The set will combine Borland's database and spreadsheet programs with WordPerfect's program for word processing. The package will sell for $595, or about one-third the price of the three programs sold separately. Packages sold by Microsoft and Lotus do not include database programs.
"Borland and Microsoft already had a good price war going," Mr. Hendrick notes.
Similarly Lotus, which grew rapidly in the 1980s with its 1-2-3 brand spreadsheet programs, has been challenged by Microsoft. Lotus last week reported quarterly profits down 41 percent from a year before.
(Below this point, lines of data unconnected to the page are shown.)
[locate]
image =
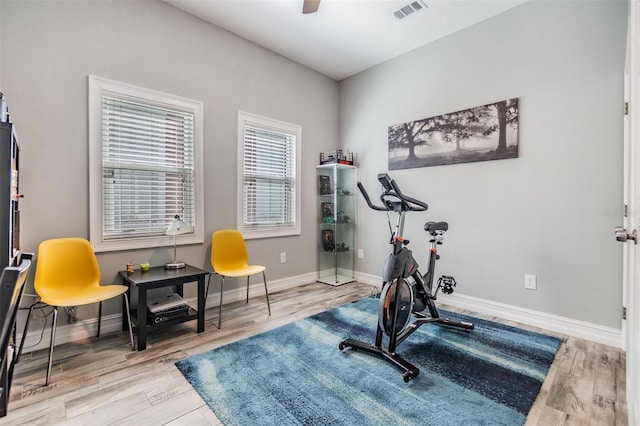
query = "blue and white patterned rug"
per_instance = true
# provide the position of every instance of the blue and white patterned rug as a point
(296, 375)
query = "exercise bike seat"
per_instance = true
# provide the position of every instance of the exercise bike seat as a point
(433, 227)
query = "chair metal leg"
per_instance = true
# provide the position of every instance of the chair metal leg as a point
(53, 338)
(264, 277)
(24, 333)
(220, 307)
(99, 317)
(126, 302)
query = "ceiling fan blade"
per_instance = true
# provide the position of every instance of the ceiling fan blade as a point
(310, 6)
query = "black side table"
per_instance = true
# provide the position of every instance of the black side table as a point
(140, 282)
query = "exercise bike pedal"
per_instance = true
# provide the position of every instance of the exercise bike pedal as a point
(446, 283)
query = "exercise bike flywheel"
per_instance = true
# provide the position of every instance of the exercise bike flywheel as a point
(387, 307)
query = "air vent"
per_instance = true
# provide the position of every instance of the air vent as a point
(407, 10)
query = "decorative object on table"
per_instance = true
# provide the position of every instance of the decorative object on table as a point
(338, 157)
(177, 227)
(324, 183)
(327, 240)
(327, 212)
(490, 376)
(487, 132)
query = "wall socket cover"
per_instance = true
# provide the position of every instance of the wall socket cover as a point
(530, 282)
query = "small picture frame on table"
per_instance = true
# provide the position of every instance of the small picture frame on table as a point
(327, 212)
(324, 183)
(327, 240)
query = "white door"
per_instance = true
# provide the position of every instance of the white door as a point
(631, 290)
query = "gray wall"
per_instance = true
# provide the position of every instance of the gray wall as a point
(550, 212)
(50, 47)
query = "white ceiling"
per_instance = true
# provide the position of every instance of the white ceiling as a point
(343, 37)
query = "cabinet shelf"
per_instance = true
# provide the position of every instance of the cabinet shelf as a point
(336, 223)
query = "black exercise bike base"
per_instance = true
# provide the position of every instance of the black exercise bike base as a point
(410, 371)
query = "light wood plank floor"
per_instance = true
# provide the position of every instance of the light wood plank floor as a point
(102, 382)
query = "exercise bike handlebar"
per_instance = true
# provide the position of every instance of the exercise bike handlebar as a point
(391, 190)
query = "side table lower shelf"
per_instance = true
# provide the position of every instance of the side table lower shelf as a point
(140, 282)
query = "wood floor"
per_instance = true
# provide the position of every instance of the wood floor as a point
(103, 382)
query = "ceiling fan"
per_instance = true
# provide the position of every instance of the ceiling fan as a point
(310, 6)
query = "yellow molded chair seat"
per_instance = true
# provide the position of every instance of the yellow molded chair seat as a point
(229, 258)
(67, 274)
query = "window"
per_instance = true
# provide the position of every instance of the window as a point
(268, 205)
(145, 165)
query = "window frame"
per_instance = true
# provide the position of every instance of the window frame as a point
(99, 87)
(246, 118)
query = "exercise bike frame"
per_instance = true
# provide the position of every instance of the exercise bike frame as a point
(398, 267)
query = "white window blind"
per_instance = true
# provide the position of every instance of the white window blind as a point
(148, 169)
(145, 151)
(269, 167)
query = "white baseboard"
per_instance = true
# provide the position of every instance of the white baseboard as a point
(113, 323)
(584, 330)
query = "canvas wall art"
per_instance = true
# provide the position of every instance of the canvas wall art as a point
(487, 132)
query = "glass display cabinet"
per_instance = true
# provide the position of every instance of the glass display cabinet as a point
(336, 219)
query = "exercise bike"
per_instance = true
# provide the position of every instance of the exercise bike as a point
(401, 298)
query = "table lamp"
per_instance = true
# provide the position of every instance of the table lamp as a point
(177, 227)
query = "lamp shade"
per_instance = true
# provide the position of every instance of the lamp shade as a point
(178, 227)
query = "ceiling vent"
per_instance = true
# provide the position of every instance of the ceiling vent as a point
(407, 10)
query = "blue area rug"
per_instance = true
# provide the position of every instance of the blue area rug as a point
(296, 375)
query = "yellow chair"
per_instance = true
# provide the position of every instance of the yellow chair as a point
(67, 274)
(229, 259)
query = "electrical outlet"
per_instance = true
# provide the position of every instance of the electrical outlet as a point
(530, 282)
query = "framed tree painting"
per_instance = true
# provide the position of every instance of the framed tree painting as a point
(487, 132)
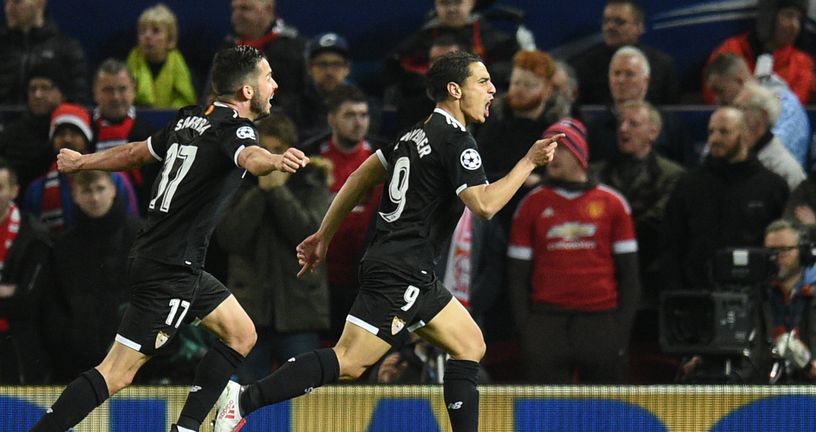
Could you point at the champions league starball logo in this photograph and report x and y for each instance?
(470, 159)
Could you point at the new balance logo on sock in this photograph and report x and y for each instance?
(229, 413)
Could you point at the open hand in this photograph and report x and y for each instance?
(310, 253)
(543, 150)
(292, 160)
(68, 160)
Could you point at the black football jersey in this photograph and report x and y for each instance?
(199, 152)
(427, 167)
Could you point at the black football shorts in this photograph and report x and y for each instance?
(162, 297)
(388, 303)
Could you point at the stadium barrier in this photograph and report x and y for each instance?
(351, 408)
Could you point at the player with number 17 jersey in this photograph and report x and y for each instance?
(200, 172)
(427, 169)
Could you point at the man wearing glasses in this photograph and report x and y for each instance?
(623, 23)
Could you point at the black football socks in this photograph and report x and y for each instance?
(298, 376)
(462, 395)
(81, 397)
(212, 374)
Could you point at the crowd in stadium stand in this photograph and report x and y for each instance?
(566, 281)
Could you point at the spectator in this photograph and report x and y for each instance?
(776, 39)
(629, 77)
(49, 197)
(516, 119)
(573, 271)
(565, 82)
(89, 260)
(801, 206)
(787, 306)
(255, 23)
(162, 77)
(25, 274)
(646, 180)
(726, 202)
(28, 39)
(328, 67)
(726, 75)
(25, 143)
(115, 121)
(259, 230)
(565, 89)
(761, 110)
(346, 148)
(456, 20)
(407, 98)
(622, 24)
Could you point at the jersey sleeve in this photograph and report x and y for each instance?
(522, 231)
(464, 163)
(157, 143)
(623, 229)
(237, 138)
(384, 154)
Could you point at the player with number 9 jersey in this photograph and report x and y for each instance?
(427, 168)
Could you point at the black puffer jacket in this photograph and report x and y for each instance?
(20, 51)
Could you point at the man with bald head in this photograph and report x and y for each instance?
(623, 23)
(727, 202)
(726, 76)
(646, 180)
(629, 75)
(255, 23)
(761, 110)
(30, 38)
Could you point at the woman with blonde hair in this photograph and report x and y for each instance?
(162, 77)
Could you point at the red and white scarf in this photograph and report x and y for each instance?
(8, 233)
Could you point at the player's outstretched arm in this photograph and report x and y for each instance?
(259, 161)
(312, 250)
(486, 200)
(120, 158)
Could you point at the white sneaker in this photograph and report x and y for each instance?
(228, 416)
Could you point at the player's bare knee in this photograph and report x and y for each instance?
(243, 342)
(119, 381)
(350, 369)
(472, 348)
(351, 372)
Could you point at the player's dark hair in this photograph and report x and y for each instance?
(342, 94)
(4, 165)
(452, 67)
(232, 66)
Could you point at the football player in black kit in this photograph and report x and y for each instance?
(205, 153)
(424, 172)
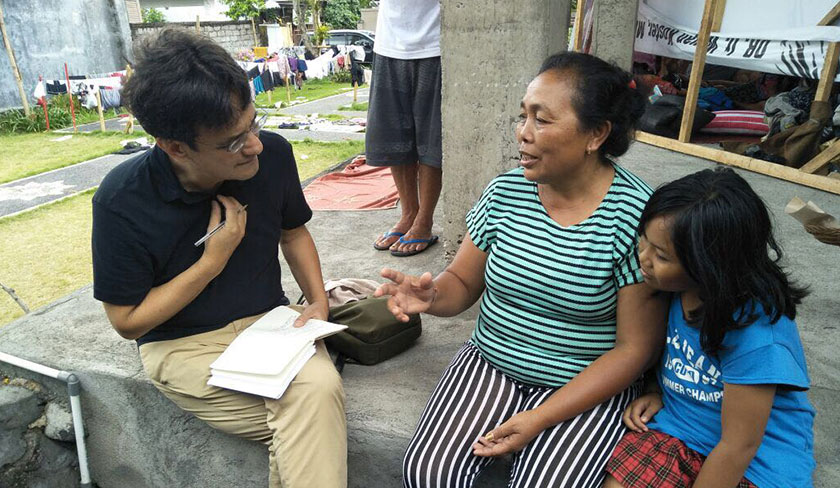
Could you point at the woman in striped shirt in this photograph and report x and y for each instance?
(566, 325)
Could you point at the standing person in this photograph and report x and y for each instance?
(566, 325)
(403, 126)
(733, 375)
(183, 303)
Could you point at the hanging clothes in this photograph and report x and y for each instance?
(110, 97)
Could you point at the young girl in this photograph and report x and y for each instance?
(733, 374)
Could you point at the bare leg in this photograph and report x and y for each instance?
(405, 178)
(429, 193)
(610, 482)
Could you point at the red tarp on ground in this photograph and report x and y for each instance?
(357, 187)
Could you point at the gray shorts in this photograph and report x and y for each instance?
(403, 124)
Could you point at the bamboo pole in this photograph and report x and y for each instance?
(751, 164)
(129, 123)
(717, 18)
(99, 108)
(70, 96)
(254, 31)
(578, 41)
(829, 71)
(15, 69)
(696, 72)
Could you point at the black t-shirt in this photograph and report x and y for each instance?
(145, 225)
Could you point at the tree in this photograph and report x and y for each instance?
(249, 9)
(342, 14)
(153, 16)
(244, 9)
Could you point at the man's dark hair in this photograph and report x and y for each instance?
(183, 81)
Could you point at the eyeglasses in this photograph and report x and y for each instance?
(237, 144)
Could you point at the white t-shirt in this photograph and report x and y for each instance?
(408, 29)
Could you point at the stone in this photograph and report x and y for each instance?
(59, 423)
(12, 446)
(46, 464)
(18, 407)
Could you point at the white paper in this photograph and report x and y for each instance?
(271, 386)
(265, 358)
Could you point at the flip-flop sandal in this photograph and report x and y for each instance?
(402, 254)
(385, 236)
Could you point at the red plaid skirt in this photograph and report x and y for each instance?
(655, 460)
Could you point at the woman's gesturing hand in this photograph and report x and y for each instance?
(409, 294)
(511, 436)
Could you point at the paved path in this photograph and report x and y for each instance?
(24, 194)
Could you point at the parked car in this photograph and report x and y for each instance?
(347, 37)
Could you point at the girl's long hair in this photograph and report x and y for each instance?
(723, 237)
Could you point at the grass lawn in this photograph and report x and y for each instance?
(312, 90)
(23, 155)
(314, 157)
(47, 250)
(46, 255)
(355, 107)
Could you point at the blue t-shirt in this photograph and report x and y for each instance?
(761, 353)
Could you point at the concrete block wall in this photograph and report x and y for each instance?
(91, 36)
(234, 36)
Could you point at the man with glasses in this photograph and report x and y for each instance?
(183, 300)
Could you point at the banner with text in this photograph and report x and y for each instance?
(796, 52)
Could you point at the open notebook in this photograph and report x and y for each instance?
(265, 358)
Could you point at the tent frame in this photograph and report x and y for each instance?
(810, 174)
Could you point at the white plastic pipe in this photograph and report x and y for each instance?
(73, 389)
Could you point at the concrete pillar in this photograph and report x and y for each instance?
(491, 50)
(613, 31)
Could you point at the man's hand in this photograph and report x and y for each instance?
(317, 310)
(641, 411)
(219, 247)
(511, 436)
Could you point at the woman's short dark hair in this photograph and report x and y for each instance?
(603, 93)
(723, 236)
(184, 81)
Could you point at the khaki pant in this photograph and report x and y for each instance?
(305, 430)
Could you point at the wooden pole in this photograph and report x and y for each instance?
(99, 108)
(831, 15)
(578, 40)
(696, 72)
(15, 69)
(822, 159)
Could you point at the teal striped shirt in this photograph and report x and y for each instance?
(549, 306)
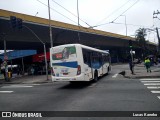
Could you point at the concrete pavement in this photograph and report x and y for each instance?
(141, 72)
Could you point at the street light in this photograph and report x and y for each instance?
(125, 23)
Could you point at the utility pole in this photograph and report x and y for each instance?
(157, 13)
(5, 59)
(78, 21)
(158, 39)
(50, 28)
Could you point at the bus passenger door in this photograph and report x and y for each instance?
(105, 66)
(87, 65)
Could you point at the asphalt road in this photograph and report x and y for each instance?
(108, 94)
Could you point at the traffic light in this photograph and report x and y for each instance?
(13, 20)
(130, 43)
(19, 23)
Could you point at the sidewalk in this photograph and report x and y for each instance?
(141, 72)
(28, 79)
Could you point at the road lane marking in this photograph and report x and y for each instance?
(155, 91)
(6, 91)
(93, 85)
(114, 76)
(16, 86)
(153, 87)
(150, 79)
(152, 84)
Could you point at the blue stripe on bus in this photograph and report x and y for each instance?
(73, 64)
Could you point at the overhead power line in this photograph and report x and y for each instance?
(114, 11)
(119, 15)
(57, 11)
(71, 13)
(126, 10)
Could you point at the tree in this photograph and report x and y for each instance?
(140, 38)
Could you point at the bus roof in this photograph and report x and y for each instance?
(83, 46)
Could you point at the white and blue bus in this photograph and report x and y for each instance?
(76, 62)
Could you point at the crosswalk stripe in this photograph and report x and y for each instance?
(6, 91)
(152, 84)
(114, 76)
(151, 81)
(155, 91)
(16, 86)
(152, 87)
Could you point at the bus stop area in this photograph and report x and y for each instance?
(141, 72)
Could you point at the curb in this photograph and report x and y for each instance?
(139, 77)
(4, 82)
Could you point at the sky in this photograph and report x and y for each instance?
(116, 16)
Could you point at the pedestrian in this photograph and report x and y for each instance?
(32, 71)
(147, 63)
(131, 66)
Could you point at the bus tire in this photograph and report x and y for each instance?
(95, 76)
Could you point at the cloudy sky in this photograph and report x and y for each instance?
(106, 15)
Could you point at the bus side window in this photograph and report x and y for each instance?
(85, 56)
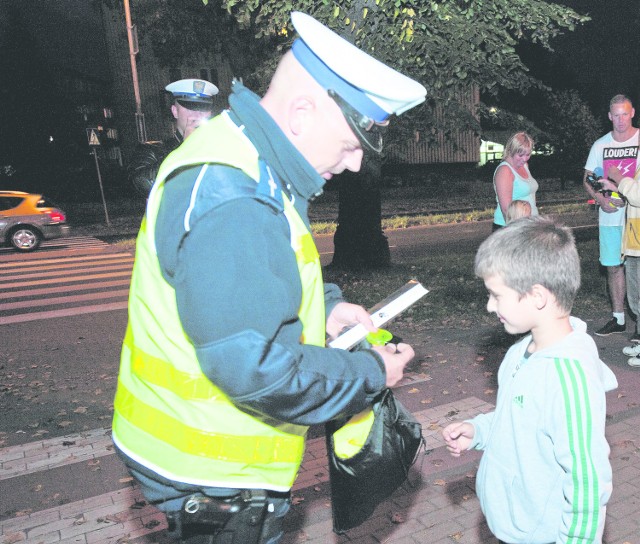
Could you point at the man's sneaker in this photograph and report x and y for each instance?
(611, 327)
(632, 351)
(634, 361)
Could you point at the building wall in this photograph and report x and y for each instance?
(152, 79)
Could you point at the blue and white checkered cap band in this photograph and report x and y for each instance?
(328, 79)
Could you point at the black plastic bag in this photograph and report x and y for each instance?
(360, 483)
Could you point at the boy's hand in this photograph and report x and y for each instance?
(458, 437)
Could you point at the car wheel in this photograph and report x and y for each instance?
(25, 238)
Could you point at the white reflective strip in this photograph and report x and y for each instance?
(194, 194)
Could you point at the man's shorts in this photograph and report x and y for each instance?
(611, 245)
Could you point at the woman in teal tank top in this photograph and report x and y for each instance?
(512, 179)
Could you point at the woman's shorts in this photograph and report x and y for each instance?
(611, 245)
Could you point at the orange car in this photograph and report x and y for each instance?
(26, 219)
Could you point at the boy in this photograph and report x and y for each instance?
(545, 474)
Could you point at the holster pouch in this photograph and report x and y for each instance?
(228, 520)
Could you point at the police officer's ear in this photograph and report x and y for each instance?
(302, 112)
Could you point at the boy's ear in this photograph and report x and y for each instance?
(540, 295)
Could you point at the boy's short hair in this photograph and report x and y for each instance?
(517, 209)
(529, 251)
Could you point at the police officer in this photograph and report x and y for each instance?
(224, 364)
(192, 104)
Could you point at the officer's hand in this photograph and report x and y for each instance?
(344, 315)
(396, 358)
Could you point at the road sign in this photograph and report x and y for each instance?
(92, 136)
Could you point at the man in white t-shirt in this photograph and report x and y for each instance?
(618, 148)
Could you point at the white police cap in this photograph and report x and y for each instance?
(366, 84)
(190, 92)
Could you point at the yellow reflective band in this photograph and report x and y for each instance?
(222, 447)
(160, 373)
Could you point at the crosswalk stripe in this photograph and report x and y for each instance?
(63, 300)
(54, 260)
(54, 273)
(66, 279)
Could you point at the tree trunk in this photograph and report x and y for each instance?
(359, 241)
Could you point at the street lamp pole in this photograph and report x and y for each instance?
(133, 50)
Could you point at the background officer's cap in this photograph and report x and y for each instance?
(194, 94)
(367, 91)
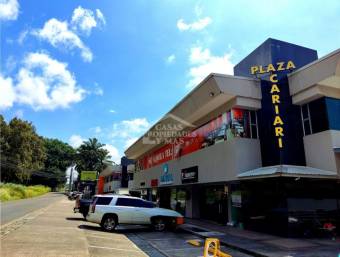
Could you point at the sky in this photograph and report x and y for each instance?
(111, 69)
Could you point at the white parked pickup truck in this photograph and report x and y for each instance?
(111, 210)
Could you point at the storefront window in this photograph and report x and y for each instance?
(307, 129)
(314, 117)
(178, 200)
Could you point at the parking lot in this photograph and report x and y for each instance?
(155, 244)
(57, 231)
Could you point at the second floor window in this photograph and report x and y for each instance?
(305, 115)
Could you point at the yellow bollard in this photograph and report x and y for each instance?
(212, 245)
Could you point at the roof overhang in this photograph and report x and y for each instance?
(288, 171)
(317, 79)
(110, 169)
(215, 91)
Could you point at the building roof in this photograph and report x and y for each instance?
(287, 171)
(316, 79)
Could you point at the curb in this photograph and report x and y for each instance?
(235, 247)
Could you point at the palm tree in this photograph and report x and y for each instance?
(91, 156)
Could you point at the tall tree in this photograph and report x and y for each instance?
(24, 151)
(92, 156)
(59, 156)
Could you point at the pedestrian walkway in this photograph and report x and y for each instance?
(259, 244)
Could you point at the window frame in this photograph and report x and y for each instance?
(253, 124)
(308, 119)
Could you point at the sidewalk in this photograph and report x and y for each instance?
(264, 245)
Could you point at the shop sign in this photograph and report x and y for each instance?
(154, 182)
(236, 199)
(88, 175)
(189, 175)
(166, 178)
(275, 91)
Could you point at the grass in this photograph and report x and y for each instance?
(11, 191)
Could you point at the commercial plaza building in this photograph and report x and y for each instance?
(260, 149)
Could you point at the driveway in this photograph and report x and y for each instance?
(15, 209)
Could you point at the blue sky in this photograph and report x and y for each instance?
(110, 69)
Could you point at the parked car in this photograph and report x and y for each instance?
(73, 195)
(82, 205)
(111, 210)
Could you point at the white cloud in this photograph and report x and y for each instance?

Software products are becoming similar to commodities where competition takes place on price rather than product differences. That is similar to what has occurred in computer hardware, says Anthony Picardi, director of software research at International Data. "Software is still a growing industry" despite stepped-up competition, he says. The market research firm projects industry sales to grow from $58 billion last year to $112 billion by 1997 - a compound annual growth rate of 14 percent. Mr. Picardi pr edicts rapid evolution of new products.
"We haven't even started to scratch the surface yet," he says.
"There'll still be plenty of room for niche players," Hendrick adds. A large majority of software companies now have 25 or fewer employees. But he sees several forces pushing the industry toward consolidation.
Bigger companies, he notes, have the distribution and marketing power to move in on markets pioneered by smaller firms. And they have the financial resources to take advantage of new software development technologies. This allows them to come out with upgraded versions of their software faster than ever.
In this technology race Microsoft is a tough competitor because it has fingers in many pies. For example, though the company is known for its software that runs on IBM-compatible personal computers, it also is a major provider of software for Apple's Macintosh hardware. "Microsoft makes more money when a Mac is sold than when a PC is sold," Microsoft chairman William Gates told a group of Macintosh users recently. He noted that, because Microsoft helped IBM develop its OS/2 operating system, Microsoft co llects royalties every time a copy of OS/2 is sold - even though OS/2 competes with Microsoft's Windows.
In the fast-growing networking area, Microsoft still lags. Novell dominates the market. Networking has become increasingly important as more and more businesses link PCs together so they can share document files in the workplace. Microsoft plans to go up against Novell later this year with Windows NT, a new advanced operating system designed to incorporate networking and other features.
Novell, meanwhile, is trying to expand from its networking stronghold into Microsoft's turf. In December the Provo, Utah, company bought an operating-system unit from AT&T.